Weak Passwords have long been one of the main targets of hackers and the prime reasons behind data security breaches. In fact, the list of top passwords is sold as commodities on the dark web and millions of people buy them on a regular basis.
As a reaction to this, many cybersecurity firms have undertaken research over the years to identify general patterns in people’s password habits and how they cause vulnerability.
One such study was recently conducted by the cybersecurity company F-Secure. The company set up a number of ‘honeypot’ servers all around the world. Before we dig deep into it, let’s understand the interesting concept of Honeypot.
Honeypot servers are decoy servers that are installed into networks along with the main production system. These servers detect any possible attacks on the network, and alert the main system. Thus, the name honeypot comes from its ability to attract/detect attacks.
The study revealed that the number of attacks on the Internet of Things devices, aka IoT devices, that are connected to the internet across the world, is on the rise. The study was also able to identify the usual method used to hack into devices, as well. SMB ports and Telnet were found to be the most vulnerable ports.

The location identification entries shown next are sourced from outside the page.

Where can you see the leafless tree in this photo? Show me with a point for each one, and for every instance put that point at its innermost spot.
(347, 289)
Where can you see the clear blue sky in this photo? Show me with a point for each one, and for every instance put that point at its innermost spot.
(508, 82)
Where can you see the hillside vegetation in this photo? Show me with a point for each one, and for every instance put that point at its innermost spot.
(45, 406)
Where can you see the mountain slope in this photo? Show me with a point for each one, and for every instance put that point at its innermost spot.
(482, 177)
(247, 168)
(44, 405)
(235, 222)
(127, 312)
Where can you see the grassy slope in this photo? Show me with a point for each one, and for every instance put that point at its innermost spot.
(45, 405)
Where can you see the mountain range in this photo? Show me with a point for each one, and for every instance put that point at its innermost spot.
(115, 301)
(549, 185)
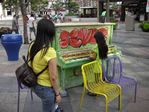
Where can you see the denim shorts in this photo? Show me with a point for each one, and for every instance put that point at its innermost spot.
(47, 96)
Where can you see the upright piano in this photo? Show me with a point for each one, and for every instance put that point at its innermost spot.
(74, 43)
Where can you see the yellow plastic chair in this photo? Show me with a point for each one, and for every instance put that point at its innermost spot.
(93, 82)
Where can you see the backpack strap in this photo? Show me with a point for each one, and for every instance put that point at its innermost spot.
(26, 61)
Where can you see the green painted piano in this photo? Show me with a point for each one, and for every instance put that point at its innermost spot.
(73, 44)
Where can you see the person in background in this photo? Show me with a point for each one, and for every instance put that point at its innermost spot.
(31, 24)
(41, 54)
(100, 51)
(15, 25)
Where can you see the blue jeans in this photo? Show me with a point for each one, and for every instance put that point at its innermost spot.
(47, 96)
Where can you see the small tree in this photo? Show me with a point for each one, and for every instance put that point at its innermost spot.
(57, 5)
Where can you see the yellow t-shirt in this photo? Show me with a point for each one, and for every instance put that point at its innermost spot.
(39, 63)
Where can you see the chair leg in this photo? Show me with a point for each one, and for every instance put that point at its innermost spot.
(106, 104)
(31, 94)
(135, 96)
(82, 98)
(18, 104)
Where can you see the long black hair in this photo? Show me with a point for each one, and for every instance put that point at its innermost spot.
(45, 35)
(102, 46)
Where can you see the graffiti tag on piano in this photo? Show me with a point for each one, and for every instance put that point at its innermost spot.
(80, 37)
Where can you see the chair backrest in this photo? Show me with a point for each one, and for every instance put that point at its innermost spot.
(92, 73)
(112, 69)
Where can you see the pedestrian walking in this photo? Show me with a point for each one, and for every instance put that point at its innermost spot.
(42, 54)
(15, 25)
(101, 49)
(31, 24)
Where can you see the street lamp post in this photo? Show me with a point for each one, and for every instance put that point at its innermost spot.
(107, 10)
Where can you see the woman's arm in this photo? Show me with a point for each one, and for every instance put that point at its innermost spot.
(93, 55)
(54, 78)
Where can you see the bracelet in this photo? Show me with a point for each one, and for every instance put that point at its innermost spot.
(58, 94)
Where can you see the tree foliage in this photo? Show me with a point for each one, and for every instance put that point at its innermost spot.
(37, 5)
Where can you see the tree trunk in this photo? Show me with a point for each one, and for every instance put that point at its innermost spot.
(24, 17)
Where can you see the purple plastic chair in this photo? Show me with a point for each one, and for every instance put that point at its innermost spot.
(112, 72)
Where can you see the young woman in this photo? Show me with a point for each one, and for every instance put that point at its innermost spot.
(42, 54)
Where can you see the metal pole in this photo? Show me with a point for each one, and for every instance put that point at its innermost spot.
(107, 10)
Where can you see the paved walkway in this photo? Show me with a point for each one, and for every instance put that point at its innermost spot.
(135, 50)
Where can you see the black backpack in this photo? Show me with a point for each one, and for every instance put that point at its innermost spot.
(25, 74)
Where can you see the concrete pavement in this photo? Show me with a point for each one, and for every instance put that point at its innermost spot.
(135, 50)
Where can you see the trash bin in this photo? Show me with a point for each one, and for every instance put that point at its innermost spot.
(129, 23)
(12, 44)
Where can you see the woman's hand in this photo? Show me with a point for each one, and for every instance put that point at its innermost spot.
(93, 55)
(58, 98)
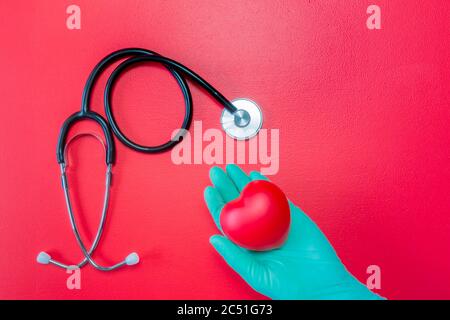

Once a hacker has successfully breached a device, all they need to do is to figure out passwords.
Most commonly used passwords
The same study also analyzed the common passwords hackers try when hacking into a device.
According to the study, the first most common password that most hackers try is ‘admin’. A lot of users either don’t bother to change the predefined password of the application or platform or set it for ease of remembering. And, that’s how they make a mistake.
The other top most commonly used passwords are ‘12345’, ‘default’, ‘password’, and ‘root’.
According to F-Secure, the passwords reflect the kinds of devices hackers try to access, which are mainly routers and other devices with factory-default passwords. This makes factory default passwords another common choice for hackers.
Through other studies, a number of other patterns have been discovered in people’s passwords. One of these is ‘123456’. Passwords like ‘iloveyou’, names of animals, first names of people, and names of family members are also very common. The names of football teams are also recurring themes with ‘liverpool’ being the most common.
It’s a generally acknowledged fact that hackers are becoming smarter by the day and finding newer ways to attack potential targets. As passwords are one of the most fundamental access keys to any device or account, when strong, they can protect your privacy against prying eyes.
A good practice when creating passwords is to make them complex and unique. This isn’t as hard as it sounds. The general guidelines that flash to users creating new accounts suffice in coming up with a strong password. Using a mix of special characters, capital letters, numbers, and lowercase letters make a password strong.
Many people use the same password across platforms, which should be voided at all costs. This might be hard to keep track of, but will ensure greater safety in the long run.
Many browsers like Google Chrome now auto-generate strong passwords. These passwords are encrypted and saved in a secure database, are auto-filled whenever the user accesses the account and can be changed/removed easily.
For those unwilling to put the effort into creating a complex and unique password, this can be a good alternative.
However, saving passwords should always be a last resort. Password databases are the most sought after in present times. Thus, saved passwords are not entirely secure and can fall prey to breaches at any time. For Instance, many companies suffered from massive breaches due to the Heartbleed Bug in 2014, and Google was among the worst affected. Additionally, an infographic by DigitalGuardian illustrated how sharing too much information on the internet, especially social media makes users vulnerable to hackers.